La tripulación sigue operando mientras la presión se mantiene en un nivel más bajo
La NASA informó que el área afectada está siendo mantenida con presión reducida, con pequeñas recomprasiones hechas cuando es necesario. Esto permite sostener la operación por el momento, pero no elimina la necesidad de vigilancia constante.
Hoy, a bordo están tres astronautas de la NASA, un astronauta de la Agencia Espacial Europea y tres cosmonautas rusos. Todos coordinan los próximos pasos mientras los equipos técnicos evalúan la mejor forma de lidiar con la fuga de aire sin comprometer la rutina de la estación.

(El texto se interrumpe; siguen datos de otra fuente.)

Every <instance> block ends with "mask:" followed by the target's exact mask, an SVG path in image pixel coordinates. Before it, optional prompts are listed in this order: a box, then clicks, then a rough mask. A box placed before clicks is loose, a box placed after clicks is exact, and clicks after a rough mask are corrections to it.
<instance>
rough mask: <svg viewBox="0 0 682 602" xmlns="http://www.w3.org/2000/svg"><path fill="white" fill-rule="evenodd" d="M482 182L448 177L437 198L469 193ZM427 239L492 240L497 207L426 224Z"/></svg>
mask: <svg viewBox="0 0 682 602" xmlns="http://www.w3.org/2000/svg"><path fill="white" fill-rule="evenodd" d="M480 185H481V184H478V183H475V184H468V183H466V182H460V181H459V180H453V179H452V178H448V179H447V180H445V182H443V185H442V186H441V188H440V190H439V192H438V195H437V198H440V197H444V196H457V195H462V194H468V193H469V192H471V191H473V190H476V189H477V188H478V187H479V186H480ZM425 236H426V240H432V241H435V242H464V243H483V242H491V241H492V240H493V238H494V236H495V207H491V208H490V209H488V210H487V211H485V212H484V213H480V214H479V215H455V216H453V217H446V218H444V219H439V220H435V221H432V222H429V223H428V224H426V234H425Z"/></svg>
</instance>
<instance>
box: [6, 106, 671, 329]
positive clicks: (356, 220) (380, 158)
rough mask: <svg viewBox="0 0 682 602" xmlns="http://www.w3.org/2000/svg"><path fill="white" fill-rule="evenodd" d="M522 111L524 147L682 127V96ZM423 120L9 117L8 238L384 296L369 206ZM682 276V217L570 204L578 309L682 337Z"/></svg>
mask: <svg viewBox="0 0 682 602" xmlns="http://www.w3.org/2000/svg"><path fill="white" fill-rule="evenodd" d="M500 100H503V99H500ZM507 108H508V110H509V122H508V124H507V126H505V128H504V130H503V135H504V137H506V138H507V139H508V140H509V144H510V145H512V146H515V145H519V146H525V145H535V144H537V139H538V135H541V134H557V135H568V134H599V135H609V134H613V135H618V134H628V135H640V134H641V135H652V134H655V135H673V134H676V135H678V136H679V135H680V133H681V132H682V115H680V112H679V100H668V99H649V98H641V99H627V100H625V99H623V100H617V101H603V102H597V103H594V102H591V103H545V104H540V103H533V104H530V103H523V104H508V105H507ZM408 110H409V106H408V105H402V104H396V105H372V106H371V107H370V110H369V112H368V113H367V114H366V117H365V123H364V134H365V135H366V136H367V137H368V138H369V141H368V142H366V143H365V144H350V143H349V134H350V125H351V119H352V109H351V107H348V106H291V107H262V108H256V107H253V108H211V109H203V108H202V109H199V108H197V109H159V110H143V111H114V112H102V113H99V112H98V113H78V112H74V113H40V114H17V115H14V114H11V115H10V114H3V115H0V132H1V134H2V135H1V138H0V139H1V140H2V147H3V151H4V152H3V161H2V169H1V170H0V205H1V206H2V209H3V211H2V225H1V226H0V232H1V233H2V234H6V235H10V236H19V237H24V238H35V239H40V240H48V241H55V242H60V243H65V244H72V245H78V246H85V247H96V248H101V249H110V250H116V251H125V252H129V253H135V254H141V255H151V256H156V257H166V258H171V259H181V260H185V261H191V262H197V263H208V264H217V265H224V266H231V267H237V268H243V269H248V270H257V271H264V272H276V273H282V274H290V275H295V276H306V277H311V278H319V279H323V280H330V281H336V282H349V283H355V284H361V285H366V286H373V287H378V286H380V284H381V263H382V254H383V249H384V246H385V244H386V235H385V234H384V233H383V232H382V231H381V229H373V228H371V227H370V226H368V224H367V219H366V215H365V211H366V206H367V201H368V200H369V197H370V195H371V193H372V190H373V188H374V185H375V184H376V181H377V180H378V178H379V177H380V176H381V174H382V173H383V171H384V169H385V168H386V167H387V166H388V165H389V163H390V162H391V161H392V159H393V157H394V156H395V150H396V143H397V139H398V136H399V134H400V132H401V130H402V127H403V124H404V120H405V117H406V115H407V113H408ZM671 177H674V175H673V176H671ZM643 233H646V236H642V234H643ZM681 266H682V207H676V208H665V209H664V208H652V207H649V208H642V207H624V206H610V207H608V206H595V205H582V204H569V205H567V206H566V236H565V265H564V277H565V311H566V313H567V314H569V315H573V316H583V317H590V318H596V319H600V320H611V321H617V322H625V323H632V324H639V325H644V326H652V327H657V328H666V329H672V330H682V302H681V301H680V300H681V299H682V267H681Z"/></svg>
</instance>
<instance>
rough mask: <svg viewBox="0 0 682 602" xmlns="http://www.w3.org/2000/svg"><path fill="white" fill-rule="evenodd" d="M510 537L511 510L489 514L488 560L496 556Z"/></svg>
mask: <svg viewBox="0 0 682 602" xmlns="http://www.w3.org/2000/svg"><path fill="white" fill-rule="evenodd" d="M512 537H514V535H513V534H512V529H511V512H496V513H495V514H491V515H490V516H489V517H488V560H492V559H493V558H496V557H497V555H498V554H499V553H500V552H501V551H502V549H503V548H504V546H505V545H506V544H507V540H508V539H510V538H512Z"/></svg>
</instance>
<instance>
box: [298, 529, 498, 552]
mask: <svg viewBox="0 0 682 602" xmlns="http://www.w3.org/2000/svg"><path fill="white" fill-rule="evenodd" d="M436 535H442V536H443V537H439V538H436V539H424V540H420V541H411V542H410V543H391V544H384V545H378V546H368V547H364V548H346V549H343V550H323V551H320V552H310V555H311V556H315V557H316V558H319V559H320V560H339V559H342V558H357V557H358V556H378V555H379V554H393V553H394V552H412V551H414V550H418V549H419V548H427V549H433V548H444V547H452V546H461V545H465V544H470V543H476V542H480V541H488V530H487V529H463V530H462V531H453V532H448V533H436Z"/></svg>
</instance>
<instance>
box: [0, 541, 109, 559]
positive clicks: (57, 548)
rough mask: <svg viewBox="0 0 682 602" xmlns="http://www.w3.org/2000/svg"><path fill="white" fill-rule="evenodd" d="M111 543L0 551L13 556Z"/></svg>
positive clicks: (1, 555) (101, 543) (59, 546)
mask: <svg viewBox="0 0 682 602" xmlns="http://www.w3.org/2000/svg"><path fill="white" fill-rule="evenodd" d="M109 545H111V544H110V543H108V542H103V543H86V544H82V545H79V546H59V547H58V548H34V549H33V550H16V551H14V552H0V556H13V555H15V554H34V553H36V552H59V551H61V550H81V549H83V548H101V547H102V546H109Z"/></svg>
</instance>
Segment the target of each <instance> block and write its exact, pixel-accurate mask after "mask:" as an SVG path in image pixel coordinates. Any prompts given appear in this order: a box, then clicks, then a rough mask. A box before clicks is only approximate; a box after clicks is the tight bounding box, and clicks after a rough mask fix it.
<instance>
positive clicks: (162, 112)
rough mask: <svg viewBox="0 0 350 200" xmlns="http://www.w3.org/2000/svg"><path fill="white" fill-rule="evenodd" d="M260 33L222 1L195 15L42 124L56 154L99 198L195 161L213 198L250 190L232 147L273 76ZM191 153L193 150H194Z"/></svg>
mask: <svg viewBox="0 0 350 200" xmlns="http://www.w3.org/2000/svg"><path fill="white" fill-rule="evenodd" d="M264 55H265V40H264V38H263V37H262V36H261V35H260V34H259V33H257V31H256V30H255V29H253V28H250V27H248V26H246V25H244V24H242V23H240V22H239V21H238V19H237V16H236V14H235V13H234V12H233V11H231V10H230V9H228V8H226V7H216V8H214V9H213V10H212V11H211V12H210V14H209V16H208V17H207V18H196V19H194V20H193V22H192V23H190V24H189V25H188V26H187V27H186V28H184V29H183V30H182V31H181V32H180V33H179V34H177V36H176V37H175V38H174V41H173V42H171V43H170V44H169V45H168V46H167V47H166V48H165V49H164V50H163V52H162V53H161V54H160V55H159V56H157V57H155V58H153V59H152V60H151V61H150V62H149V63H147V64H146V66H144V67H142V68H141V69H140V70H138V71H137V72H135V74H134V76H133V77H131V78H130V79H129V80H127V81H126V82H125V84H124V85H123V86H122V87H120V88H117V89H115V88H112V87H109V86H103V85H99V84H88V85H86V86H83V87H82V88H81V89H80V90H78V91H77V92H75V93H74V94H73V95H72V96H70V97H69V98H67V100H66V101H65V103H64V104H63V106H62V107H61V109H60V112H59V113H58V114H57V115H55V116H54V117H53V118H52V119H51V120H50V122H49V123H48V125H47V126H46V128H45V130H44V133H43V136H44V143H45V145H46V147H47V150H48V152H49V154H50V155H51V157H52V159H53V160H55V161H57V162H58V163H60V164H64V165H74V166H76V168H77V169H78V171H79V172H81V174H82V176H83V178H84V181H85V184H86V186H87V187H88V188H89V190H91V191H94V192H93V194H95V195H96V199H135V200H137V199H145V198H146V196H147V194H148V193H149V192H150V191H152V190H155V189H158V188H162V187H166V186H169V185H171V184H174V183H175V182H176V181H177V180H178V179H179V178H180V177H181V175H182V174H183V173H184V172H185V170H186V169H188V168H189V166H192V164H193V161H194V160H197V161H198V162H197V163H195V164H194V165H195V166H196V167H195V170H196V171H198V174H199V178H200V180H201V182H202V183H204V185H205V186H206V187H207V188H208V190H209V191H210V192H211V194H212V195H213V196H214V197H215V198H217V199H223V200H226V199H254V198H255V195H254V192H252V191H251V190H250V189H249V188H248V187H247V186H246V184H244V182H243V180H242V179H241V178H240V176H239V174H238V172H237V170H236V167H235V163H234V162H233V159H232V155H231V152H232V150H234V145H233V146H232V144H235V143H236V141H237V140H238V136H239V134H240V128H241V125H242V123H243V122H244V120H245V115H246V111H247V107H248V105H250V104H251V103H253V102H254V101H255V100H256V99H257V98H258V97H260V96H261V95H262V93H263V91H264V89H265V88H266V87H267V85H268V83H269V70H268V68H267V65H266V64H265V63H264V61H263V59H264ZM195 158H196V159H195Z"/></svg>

Los protocolos de emergencia continúan listos para uso. Si los sensores indican una pérdida rápida de presión, las alarmas suenan por toda la estación y la tripulación se dirige a un área segura. Después de eso, los astronautas revisan las cápsulas acopladas, como Soyuz y Crew Dragon, y pueden aislar módulos cerrando escotillas entre los segmentos.
La NASA ya discutió escenario de falla catastrófica en reuniones internas
Aunque la agencia dice que no hay peligro inmediato, el problema se trata con seriedad creciente. De acuerdo con relatos citados por el material original, la fuga entró en la lista de los desafíos de mayor riesgo de la estación, con discusiones internas incluso sobre la posibilidad de una falla catastrófica en caso de empeoramiento rápido.
Si la presión cae a un nivel peligroso, el plan prevé reparaciones temporales, aislamiento del área dañada y, en el peor escenario, evacuación de la tripulación a la Tierra en las cápsulas ya acopladas al laboratorio orbital.
El caso reaviva la presión sobre el futuro de la estación espacial
El episodio también vuelve a poner en evidencia la edad de la Estación Espacial Internacional, que ya vive la recta final de su vida útil planificada. La jubilación está prevista para 2030, con reentrada controlada sobre el Pacífico Sur usando un vehículo de descarte de SpaceX.
Aun así, la NASA y el Congreso de los Estados Unidos aún discuten la posibilidad de extender la operación hasta 2032 o más, mientras los sustitutos comerciales no estén listos. En ese escenario, cualquier falla estructural gana peso extra, porque afecta no solo la seguridad de la tripulación, sino también el calendario de transición de la estación.
Por ahora, la agencia intenta ganar tiempo con monitoreo, presión reducida y reparaciones puntuales. Pero la nueva fuga muestra que el problema está lejos de ser un recuerdo del pasado. Si sigues la misión espacial, vale la pena seguir de cerca los próximos pasos de esta investigación.